Build

Meow: A Programming Language Created in Just 180 Lines

Michael Carroll on Sep 15, 2016
Meow: A Programming Language Created in Just 180 Lines

In the three previous posts in this series, we learned how to use Ohm to parse numbers, build an expression tree, and process blocks of code with conditionals. In this final post on the Ohm series, we will finish up our complete programming language, Meow, with looping and real function calls. Thanks to the power of Ohm our final language will be implemented in only 180 lines of code.

Adding the While Loop

Now that we have conditionals and blocks, we could write a loop by hand with just an if statement and a counter variable, but most languages provide a proper while loop. Since we already implemented block last time, a while loop will be simple to build. It is the keyword while followed by a condition block that resolves to true or false (a boolean), followed by a body block which is executed until the condition block returns false. The while loop itself will resolve to the last value from the body.

This is a simple example of a while loop in action.

{
    x = 0
    while { x < 5 } {
        x = x + 1
    }
}

Let's start by adding a While expression to the grammar in grammar.ohm.

    Expr =  WhileExpr | IfExpr | Block | Assign | MathOp | Group | Identifier | Number
    WhileExpr = "while" Block Block

Then add a new WhileLoop class for our expression tree in ast.js. This class executes the body block over and over until the condition resolves to false.

class WhileLoop {
    constructor(cond, body) {
        this.cond = cond;
        this.body = body;
    }
    resolve(scope) {
        var ret = new MNumber(null);
        while(true) {
            var condVal = this.cond.resolve(scope);
            if (condVal.jsEquals(false)) break;
            ret = this.body.resolve(scope);
        }
        return ret;
    }
}

Next add a new semantics action for the WhileExpr. This action just creates an instance of the WhileLoop class above whenever a while rule is found in the code.

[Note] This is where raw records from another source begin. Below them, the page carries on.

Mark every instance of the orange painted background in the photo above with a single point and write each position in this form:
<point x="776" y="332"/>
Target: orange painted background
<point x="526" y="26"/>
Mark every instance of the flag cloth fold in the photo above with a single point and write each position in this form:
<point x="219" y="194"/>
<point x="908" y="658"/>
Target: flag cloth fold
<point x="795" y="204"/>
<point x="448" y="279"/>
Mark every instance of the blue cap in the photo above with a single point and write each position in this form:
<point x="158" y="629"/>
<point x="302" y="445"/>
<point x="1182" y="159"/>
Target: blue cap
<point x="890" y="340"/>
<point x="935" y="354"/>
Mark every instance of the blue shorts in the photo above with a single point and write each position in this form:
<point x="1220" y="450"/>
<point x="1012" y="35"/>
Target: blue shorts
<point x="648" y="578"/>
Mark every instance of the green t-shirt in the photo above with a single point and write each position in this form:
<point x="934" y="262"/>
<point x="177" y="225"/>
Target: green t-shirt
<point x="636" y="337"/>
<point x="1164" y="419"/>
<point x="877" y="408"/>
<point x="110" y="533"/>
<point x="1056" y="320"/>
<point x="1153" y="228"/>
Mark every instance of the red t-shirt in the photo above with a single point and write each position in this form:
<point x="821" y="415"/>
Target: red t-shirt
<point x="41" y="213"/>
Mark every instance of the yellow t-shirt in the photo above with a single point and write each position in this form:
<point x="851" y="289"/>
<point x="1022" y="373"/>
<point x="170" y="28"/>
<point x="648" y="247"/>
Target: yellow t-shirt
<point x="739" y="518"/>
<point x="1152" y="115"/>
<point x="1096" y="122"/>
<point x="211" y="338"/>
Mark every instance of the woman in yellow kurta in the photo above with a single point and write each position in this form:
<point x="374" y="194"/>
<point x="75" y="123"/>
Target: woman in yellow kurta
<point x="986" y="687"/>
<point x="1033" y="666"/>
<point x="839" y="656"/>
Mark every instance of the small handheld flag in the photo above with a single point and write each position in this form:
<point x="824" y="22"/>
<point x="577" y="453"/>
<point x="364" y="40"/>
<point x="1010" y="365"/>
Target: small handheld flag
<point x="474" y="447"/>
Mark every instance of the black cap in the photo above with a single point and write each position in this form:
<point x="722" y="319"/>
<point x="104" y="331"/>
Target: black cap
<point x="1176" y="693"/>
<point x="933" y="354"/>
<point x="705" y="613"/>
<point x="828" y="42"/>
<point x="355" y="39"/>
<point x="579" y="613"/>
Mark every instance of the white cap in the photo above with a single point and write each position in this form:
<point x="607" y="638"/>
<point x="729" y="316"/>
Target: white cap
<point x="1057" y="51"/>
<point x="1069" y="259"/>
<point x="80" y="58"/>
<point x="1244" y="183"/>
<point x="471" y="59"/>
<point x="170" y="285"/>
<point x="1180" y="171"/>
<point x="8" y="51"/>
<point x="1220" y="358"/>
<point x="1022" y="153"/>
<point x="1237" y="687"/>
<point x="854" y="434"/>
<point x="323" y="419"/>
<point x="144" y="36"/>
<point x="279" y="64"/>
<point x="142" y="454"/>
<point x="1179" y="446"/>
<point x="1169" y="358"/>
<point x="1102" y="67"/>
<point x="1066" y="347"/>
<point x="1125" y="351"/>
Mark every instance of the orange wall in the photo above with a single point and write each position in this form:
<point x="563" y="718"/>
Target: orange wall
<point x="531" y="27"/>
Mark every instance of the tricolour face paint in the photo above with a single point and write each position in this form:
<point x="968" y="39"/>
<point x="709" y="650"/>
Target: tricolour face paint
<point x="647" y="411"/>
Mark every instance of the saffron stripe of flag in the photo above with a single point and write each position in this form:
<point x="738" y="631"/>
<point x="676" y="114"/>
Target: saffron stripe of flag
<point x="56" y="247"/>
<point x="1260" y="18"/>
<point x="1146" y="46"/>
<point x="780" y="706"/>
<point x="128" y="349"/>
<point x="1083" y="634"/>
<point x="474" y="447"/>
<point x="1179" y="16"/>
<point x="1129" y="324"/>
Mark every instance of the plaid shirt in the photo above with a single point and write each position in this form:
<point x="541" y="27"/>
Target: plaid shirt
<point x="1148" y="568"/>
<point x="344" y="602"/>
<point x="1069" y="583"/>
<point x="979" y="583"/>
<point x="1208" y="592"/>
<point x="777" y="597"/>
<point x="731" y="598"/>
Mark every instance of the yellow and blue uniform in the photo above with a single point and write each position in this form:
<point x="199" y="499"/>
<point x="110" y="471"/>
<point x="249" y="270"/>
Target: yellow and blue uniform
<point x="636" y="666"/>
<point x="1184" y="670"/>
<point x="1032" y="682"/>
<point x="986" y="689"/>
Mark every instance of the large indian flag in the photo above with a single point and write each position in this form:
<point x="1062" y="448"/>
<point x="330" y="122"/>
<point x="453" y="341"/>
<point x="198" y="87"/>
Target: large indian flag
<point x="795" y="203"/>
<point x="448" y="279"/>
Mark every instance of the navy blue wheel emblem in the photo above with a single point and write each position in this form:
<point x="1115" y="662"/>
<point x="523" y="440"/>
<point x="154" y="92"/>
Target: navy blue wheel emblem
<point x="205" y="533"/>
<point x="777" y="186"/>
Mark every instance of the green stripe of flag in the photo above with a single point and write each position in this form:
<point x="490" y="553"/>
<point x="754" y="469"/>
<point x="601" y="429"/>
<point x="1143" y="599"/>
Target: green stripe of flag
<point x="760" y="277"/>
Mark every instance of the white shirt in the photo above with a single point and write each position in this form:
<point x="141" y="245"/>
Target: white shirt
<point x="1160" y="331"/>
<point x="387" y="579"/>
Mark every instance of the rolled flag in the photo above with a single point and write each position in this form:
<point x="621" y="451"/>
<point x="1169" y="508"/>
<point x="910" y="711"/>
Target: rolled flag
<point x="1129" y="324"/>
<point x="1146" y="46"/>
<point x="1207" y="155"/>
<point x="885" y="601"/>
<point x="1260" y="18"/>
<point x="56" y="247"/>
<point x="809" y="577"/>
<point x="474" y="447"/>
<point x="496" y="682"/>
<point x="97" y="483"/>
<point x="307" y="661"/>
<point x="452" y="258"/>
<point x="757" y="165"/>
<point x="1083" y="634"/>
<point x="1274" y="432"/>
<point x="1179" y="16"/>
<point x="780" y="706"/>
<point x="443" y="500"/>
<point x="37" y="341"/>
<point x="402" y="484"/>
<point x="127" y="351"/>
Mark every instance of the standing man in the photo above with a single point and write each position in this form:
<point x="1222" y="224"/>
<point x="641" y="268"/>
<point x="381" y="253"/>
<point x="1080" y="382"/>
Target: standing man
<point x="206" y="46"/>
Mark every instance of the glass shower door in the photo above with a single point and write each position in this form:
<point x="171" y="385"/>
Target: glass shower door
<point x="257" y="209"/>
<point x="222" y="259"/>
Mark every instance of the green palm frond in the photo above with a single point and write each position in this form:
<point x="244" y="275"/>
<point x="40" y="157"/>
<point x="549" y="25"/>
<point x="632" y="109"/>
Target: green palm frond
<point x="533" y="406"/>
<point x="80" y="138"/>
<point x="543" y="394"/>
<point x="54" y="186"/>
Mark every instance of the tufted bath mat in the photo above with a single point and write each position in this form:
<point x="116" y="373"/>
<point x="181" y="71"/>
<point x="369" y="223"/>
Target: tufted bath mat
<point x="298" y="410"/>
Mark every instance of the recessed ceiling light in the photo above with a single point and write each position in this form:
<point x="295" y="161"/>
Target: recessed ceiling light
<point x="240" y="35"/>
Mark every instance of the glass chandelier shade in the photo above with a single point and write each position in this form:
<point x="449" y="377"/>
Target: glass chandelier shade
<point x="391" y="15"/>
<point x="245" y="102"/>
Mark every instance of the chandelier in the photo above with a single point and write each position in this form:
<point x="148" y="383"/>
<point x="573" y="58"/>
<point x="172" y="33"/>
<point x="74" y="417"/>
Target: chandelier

        WhileExpr: (_, cond, body) => new AST.WhileLoop(cond.toAST(), body.toAST()),

And finally we need some unit tests.

//while loop
test('{ x=0  while { x < 5 } { x = x+1 } } ',5);
test('{ x=4  while { x < 5 } { x = x+1 } } ',5);
test('{ x=8  while { x < 5 } { x = x+1 } } ',null);

Notice that the last test resolves to null. This is because x is already greater than five when the loop starts, so the body is never executed at all. The while loop must resolve to the last value of the body, but since the body never executed either it returns null.

Line Based Comments

Now let's add a few other missing parts of our language: comments and string literals.

You may remember from the first blog in this series that rules that begin with capital letters automatically handle whitespace. When you declare a rule like this:

Expr = WhileExpr | IfExpr

Ohm is really doing something like this:

Expr = space* WhileExpr space* | space* IfExpr space*

Ohm handles the whitespace for us using a built in rule called space. Normally space just handles common whitespace characters like space, tab, and newlines, (which is also why we don't need the semicolon for the end of lines). However, we can override the built in space rule to make it also ignore comments. Just add a few lines to the grammar file like so:

    // override space to include slash slash comments
    space := "" | " " | "
" | comment comment = "//" (~"
" any)*

Now any text on a line after the double slash (//) will be ignored.

String Literals

So far we have only worked with numbers. Our original design was for a calculator, after all. But now that we want to turn Meow into a full language, we need string literals.
Let's add string literals to the grammar with a new String rule. Strings must be between double quotes (“). Notice that the rule for String says it can be anything which isn't qq (the double quote). That means it could even be a newline! Yes, multi-line string literals are valid in our language.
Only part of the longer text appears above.